The rendered form of the report is shown here:

Understanding the Two IDs

It is important to understand the Two IDs and here is a table that breaks it down:

Tip: You can pass environment_id without previous_interaction_id to reuse the files and installed packages, but start a fresh conversation. This is useful when you want to "fork" the workspace with a new task.

Downloading files

The previous section demonstrated how we can use the instruction itself to specify it to output the file content that it generated. That is one way but maybe not the way that you may want. You would probably want to download the file directly from the sandbox. Let’s do that.

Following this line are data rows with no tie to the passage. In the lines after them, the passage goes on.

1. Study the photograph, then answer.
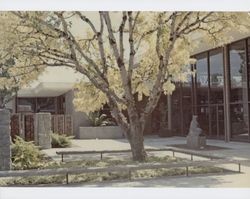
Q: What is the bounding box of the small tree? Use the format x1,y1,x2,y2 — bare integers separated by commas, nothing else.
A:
8,11,249,161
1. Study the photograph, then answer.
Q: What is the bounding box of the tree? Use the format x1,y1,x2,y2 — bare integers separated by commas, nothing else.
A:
7,11,249,161
0,12,41,108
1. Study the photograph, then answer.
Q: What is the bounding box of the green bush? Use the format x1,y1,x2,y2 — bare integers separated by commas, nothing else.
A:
11,136,43,169
51,133,74,148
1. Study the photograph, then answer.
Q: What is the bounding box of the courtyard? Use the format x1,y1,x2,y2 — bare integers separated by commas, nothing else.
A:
43,136,250,188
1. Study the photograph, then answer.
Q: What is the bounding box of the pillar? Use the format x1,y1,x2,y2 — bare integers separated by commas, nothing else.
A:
0,109,11,170
34,113,51,149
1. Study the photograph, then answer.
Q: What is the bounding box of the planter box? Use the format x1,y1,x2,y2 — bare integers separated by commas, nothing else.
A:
79,126,125,139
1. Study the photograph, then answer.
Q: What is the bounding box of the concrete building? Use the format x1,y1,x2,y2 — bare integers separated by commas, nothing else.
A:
12,32,250,142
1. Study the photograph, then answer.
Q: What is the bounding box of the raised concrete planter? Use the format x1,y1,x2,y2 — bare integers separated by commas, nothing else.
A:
79,126,124,139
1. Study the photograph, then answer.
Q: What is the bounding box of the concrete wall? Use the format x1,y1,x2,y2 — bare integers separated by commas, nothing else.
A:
79,126,124,139
65,90,89,138
0,109,11,170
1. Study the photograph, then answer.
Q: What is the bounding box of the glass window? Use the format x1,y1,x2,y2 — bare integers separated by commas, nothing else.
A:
229,41,247,102
17,98,36,113
209,49,224,104
37,97,55,113
196,53,208,105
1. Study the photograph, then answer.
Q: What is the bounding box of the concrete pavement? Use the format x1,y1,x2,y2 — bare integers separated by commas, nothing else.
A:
44,137,250,188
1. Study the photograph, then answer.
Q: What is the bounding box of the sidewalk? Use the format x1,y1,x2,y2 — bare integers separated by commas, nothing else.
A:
44,137,250,188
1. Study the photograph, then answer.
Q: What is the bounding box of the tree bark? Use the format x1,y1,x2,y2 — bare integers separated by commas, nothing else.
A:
129,122,147,162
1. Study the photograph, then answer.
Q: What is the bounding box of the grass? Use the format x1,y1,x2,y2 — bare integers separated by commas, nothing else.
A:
0,156,225,186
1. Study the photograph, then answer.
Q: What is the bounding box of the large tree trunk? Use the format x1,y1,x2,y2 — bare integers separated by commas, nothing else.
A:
129,124,147,161
128,114,147,161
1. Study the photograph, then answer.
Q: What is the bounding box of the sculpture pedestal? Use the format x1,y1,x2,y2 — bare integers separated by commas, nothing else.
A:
187,135,206,149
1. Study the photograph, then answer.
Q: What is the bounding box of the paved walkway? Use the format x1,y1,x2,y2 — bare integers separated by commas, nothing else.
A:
44,137,250,188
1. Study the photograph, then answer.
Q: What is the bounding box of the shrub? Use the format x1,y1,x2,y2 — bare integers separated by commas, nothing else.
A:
11,136,43,169
88,111,115,126
51,133,74,148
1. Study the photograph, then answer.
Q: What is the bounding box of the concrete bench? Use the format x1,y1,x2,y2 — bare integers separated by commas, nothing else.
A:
56,147,221,162
0,159,246,184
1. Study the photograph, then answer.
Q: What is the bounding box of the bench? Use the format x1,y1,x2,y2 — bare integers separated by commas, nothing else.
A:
0,159,246,184
56,147,221,162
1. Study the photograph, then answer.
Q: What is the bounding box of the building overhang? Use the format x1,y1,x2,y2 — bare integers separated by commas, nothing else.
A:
17,82,74,97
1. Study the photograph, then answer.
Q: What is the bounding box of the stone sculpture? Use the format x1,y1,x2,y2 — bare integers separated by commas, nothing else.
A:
187,115,206,149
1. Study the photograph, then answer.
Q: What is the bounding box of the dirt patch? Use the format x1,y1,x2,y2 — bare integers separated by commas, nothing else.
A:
166,144,230,151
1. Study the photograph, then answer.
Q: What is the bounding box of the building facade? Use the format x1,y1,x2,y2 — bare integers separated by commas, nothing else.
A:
170,35,250,142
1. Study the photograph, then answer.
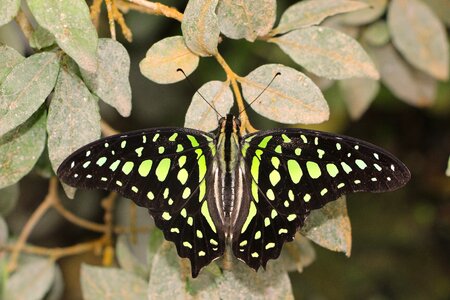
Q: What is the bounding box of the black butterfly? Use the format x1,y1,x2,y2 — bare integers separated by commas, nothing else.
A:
58,115,410,277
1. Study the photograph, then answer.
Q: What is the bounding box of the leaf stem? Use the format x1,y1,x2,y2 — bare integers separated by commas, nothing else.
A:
215,52,257,132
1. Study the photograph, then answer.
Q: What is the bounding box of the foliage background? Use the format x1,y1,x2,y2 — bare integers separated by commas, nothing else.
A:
0,1,450,299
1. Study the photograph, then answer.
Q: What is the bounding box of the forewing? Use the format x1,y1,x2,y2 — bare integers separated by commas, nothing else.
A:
233,129,410,270
58,128,224,277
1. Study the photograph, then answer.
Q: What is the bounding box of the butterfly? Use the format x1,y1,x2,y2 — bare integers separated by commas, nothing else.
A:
57,114,411,277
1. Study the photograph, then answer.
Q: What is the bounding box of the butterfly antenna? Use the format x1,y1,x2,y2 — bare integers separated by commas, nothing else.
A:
239,72,281,115
177,68,223,118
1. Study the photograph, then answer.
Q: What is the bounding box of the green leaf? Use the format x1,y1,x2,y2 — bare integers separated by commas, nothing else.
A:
217,0,277,42
273,0,367,34
30,26,55,50
116,234,149,279
338,78,380,120
362,21,391,47
239,64,330,124
424,0,450,26
27,0,98,72
0,216,9,245
0,110,47,188
218,260,294,300
300,197,352,256
269,26,379,79
388,0,449,80
181,0,220,56
0,0,20,26
368,44,437,107
277,233,316,273
47,60,100,195
81,39,131,117
81,264,147,300
340,0,388,26
0,52,59,136
184,81,233,132
5,257,55,300
0,184,19,217
0,45,25,84
139,36,199,84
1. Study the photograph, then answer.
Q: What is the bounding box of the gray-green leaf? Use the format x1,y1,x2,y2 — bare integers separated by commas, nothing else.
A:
30,26,55,50
217,0,277,42
338,78,380,120
0,0,20,26
0,110,47,188
300,197,352,256
368,44,437,107
47,59,100,189
139,36,199,84
27,0,98,72
239,64,330,124
5,258,55,300
0,184,19,216
181,0,220,56
0,45,25,84
273,0,367,34
269,26,379,79
0,52,59,136
218,259,294,300
81,39,131,117
388,0,449,80
340,0,388,26
81,264,147,300
184,81,233,132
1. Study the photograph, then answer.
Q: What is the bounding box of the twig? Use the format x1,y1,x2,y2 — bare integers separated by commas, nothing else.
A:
8,177,58,272
215,53,257,132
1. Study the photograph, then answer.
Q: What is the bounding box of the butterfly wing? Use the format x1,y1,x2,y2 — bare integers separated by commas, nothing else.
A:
57,128,225,277
232,129,410,270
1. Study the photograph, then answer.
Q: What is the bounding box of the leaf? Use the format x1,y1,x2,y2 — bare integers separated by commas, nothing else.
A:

Shown below is the entire code listing that we saw in the previous multi-turn interaction to create markdown report and then a HTML version of it. Just that we are going to add some code at the end to download the entire environment snapshot as a tar file and then extract it in a local folder. This is currently what the Managed Agents Environment supports. Read the documentation here.

import os
import requests
import tarfile
from google import genai
client = genai.Client()

# Turn 1: Research and create a report
interaction_1 = client.interactions.create(
    agent="antigravity-preview-05-2026",
    input="Research the current state of carbon capture technology in 2026. "
          "Write a comprehensive 500-word report and save it as report.md",
    environment="remote"
)
print(f"Environment ID: {interaction_1.environment_id}")
print(f"Interaction ID: {interaction_1.id}")
print(interaction_1.output_text)

# Turn 2: Build on the previous work - same sandbox, same files
interaction_2 = client.interactions.create(
    agent="antigravity-preview-05-2026",
    environment=interaction_1.environment_id, # ← Re-attaches to same Ubuntu sandbox
    previous_interaction_id=interaction_1.id, # ← Preserves conversation memory
    input="Convert that report.md file into a clean index.html webpage "
          "with modern inline CSS styling and responsive design."
          " Please output the contents of the index.html file"
)
print(interaction_2.output_text)

env_id = interaction_2.environment_id
api_key = os.environ.get("GEMINI_API_KEY")

response = requests.get(
    f"https://generativelanguage.googleapis.com/v1beta/files/environment-{env_id}:download",
    params={"alt": "media"},
    headers={"x-goog-api-key": api_key},
    allow_redirects=True,
)

with open("snapshot_env.tar", "wb") as f:
    f.write(response.content)

os.makedirs("extracted_env_snapshot", exist_ok=True)
with tarfile.open("snapshot_env.tar") as tar:
    tar.extractall(path="extracted_env_snapshot")

plaintext

Currently, as of writing this article, there is no SDK and it is a direct REST call to get the environment snapshot.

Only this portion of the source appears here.